My parents never let my stutter get in the way for me.  They never talked for me (unless I pleaded with them to), they never were impatient as they listened to me, they never let me use it as an excuse to not do something, or to not pursue something I really wanted to do.  They understood that I was real.  I was able to do whatever I wanted to do.  And they didn't let some silly speech impediment get in the way of that.  I was so lucky to find an amazing man who was just like my parents in regard to my speech. He didn't care; he knew it wasn't who I was.  I married him!  We have been happily married for more than 20 years.  He is my hero.  He, like my parents, never lets me get out of doing something because I may be a little nervous of my stutter.  I do still get nervous in some situations - I think this is pretty normal for everybody.  It's true that I am still "shy" (for lack of a better word) at times - like ordering at a drive up or talking on the phone, but he makes light of it.  He jokes that I need to order at a drive up and really stutter (more than I usually would) and when the clerk says he couldn't understand me - to say "what, did I stu, stu, stutter?"  That's just how we roll around here.

One thing that I really dislike doing - because of my stutter - is to read out loud.  For some reason, this is really bad for me.  I stutter so much when reading out loud in front of people.  When I give a talk at church, I memorize it, or just write down bullet points to remind me what to say and I just say what I need to say from memory.  When I was in school, I would always give the teacher a heads up on me - and ask him to never call on me to read aloud in class.  Most were accommodating.  One time I had a teacher forget, and call on me.  It took me 3x's as long to read one paragraph than anybody else.  He never called on me again.  In normal conversation I can hide my stutter pretty well.  It will only show a few times.  My husband has told me that he didn't even realize I stuttered until he had known me a few weeks.   Although - if I am saying something with another person or group I don't stutter.  Like the Pledge of Allegiance.  Weird huh?  But true.  Also, I don't stutter when I sing.  And I don't stutter when I read silently (I have had people ask me this), or when I think.  

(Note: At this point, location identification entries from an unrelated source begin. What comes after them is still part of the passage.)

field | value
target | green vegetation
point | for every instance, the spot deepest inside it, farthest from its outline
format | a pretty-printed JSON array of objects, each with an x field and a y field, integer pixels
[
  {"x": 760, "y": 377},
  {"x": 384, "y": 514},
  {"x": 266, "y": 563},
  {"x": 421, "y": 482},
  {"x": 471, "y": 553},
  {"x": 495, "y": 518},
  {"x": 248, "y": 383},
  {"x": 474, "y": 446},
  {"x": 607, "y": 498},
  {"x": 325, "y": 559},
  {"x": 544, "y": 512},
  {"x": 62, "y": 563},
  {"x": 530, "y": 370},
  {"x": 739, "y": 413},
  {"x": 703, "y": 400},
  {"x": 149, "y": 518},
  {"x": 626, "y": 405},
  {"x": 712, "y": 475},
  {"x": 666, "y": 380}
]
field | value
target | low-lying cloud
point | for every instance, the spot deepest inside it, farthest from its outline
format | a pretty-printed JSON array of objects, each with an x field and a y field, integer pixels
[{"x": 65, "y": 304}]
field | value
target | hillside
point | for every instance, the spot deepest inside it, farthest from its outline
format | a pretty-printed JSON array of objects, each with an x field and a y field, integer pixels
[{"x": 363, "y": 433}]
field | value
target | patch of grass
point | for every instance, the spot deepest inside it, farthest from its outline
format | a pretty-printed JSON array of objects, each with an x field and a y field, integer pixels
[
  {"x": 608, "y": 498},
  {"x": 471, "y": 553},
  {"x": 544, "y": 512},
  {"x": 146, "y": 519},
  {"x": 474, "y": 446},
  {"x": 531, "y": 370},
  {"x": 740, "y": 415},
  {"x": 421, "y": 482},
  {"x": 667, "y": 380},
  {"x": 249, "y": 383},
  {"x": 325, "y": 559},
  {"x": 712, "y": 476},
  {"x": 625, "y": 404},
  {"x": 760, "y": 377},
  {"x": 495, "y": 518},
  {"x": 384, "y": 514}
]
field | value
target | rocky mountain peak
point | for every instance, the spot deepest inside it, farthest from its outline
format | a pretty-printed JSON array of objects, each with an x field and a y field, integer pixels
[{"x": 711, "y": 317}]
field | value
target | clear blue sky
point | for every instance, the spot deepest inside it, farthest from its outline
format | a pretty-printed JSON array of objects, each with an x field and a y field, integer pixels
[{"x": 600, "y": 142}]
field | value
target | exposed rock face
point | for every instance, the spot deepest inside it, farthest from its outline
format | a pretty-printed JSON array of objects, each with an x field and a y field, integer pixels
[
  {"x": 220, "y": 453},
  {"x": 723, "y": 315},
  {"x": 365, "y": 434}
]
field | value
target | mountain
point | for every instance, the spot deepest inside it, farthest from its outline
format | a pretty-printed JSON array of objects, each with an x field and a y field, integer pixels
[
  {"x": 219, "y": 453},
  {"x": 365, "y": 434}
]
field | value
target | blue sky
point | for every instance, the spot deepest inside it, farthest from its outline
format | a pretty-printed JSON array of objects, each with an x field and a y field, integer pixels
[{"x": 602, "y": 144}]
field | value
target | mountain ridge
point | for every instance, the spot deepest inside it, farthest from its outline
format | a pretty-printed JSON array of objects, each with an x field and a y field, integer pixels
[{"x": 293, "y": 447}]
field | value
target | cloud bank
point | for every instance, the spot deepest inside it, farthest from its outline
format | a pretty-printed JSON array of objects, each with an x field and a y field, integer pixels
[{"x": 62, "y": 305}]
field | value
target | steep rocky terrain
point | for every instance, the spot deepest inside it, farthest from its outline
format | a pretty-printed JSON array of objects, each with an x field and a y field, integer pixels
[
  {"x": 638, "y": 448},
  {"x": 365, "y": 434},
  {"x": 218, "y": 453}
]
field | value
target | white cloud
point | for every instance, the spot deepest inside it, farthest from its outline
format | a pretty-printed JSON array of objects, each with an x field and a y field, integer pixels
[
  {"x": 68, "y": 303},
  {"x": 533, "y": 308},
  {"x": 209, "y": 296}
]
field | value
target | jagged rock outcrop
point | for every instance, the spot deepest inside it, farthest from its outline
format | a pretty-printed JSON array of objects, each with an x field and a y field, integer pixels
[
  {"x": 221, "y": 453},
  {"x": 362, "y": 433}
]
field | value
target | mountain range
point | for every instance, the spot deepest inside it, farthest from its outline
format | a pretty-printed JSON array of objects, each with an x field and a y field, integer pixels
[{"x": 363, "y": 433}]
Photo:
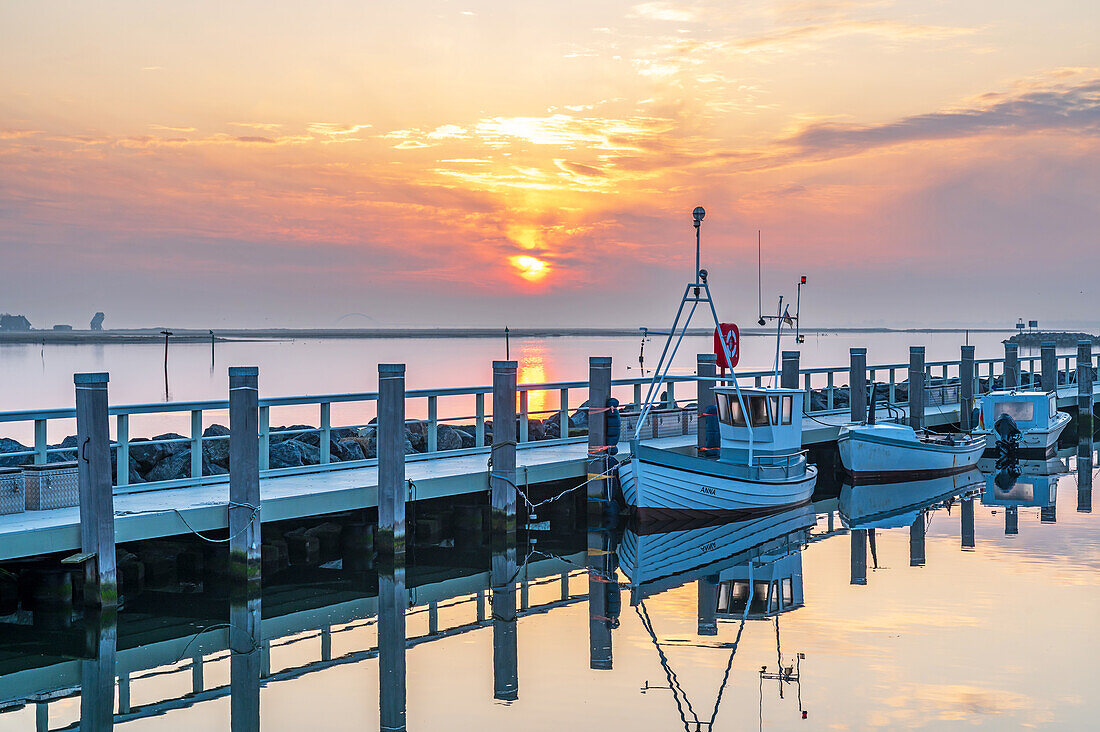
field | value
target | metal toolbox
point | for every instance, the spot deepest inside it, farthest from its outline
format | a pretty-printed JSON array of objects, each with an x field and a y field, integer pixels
[
  {"x": 11, "y": 491},
  {"x": 52, "y": 485}
]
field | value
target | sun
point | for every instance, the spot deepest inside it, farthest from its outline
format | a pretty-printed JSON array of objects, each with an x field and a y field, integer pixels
[{"x": 530, "y": 269}]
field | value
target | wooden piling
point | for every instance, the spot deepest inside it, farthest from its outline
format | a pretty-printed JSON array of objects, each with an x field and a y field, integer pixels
[
  {"x": 1011, "y": 367},
  {"x": 859, "y": 556},
  {"x": 707, "y": 590},
  {"x": 857, "y": 383},
  {"x": 503, "y": 476},
  {"x": 97, "y": 501},
  {"x": 1048, "y": 361},
  {"x": 916, "y": 386},
  {"x": 600, "y": 391},
  {"x": 706, "y": 366},
  {"x": 916, "y": 531},
  {"x": 245, "y": 665},
  {"x": 392, "y": 604},
  {"x": 789, "y": 377},
  {"x": 389, "y": 538},
  {"x": 243, "y": 476},
  {"x": 966, "y": 519},
  {"x": 97, "y": 672},
  {"x": 966, "y": 390}
]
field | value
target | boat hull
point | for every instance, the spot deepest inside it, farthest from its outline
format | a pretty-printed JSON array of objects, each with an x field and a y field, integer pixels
[
  {"x": 659, "y": 491},
  {"x": 871, "y": 456}
]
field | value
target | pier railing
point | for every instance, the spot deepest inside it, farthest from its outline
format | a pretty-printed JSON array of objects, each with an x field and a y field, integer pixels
[{"x": 443, "y": 422}]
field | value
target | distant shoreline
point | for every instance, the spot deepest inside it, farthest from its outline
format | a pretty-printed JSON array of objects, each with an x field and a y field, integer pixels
[{"x": 195, "y": 336}]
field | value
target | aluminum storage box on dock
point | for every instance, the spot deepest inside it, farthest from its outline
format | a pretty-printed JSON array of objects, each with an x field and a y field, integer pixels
[
  {"x": 12, "y": 495},
  {"x": 52, "y": 485}
]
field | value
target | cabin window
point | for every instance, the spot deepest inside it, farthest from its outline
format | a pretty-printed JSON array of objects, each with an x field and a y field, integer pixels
[
  {"x": 758, "y": 411},
  {"x": 1019, "y": 411}
]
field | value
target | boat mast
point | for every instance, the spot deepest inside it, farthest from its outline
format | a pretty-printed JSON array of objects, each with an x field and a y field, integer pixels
[{"x": 695, "y": 292}]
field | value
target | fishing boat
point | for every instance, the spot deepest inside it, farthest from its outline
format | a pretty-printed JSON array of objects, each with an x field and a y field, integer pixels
[
  {"x": 1021, "y": 425},
  {"x": 759, "y": 466},
  {"x": 888, "y": 452}
]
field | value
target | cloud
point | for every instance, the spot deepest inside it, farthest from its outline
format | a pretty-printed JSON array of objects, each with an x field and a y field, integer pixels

I have had some very interesting interactions with people.  One that I remember vividly - I was in a store asking a clerk a question.  I don't remember the question in particular, but I stuttered while asking it.  The clerk them proceeded to talk VERY SLOWLY and LOUDLY with an answer.  I probably looked at him like he was a complete weirdo.  I remember thinking to myself "I'm not dumb, or deaf, you idiot!"  Yep, that is really the response I got from someone.  This is a normal response, actually.  Or, people just sort of look at me funny and find someone else to help me.  I'm used to this.  It doesn't bother me.  I actually feel sorry for the person who couldn't handle me.

I think people are afraid of others who aren't like them.  They just don't understand that differences in people is what makes this world great.  How boring would our world be if we were all the same?  Boring!!

I never refer to my stutter as a disability.  In the medical field - it is.  But I am not disabled.  I am not stupid.  I am not mean.  I am not unlike you.  We are the same.  I AM NOT MY VOICE.

Here are some pointers for meeting people who stutter:
1.  Never finish their sentences.  Let them do it.
2.  Be patient with them.  They are talking as fast as they can.
3.  Don't look down on them.  Most stutters are actually very smart, intellectual people.
4.  Don't laugh at them.  No one likes to be laughed at.
5.  Love them.  Everyone deserves to be loved.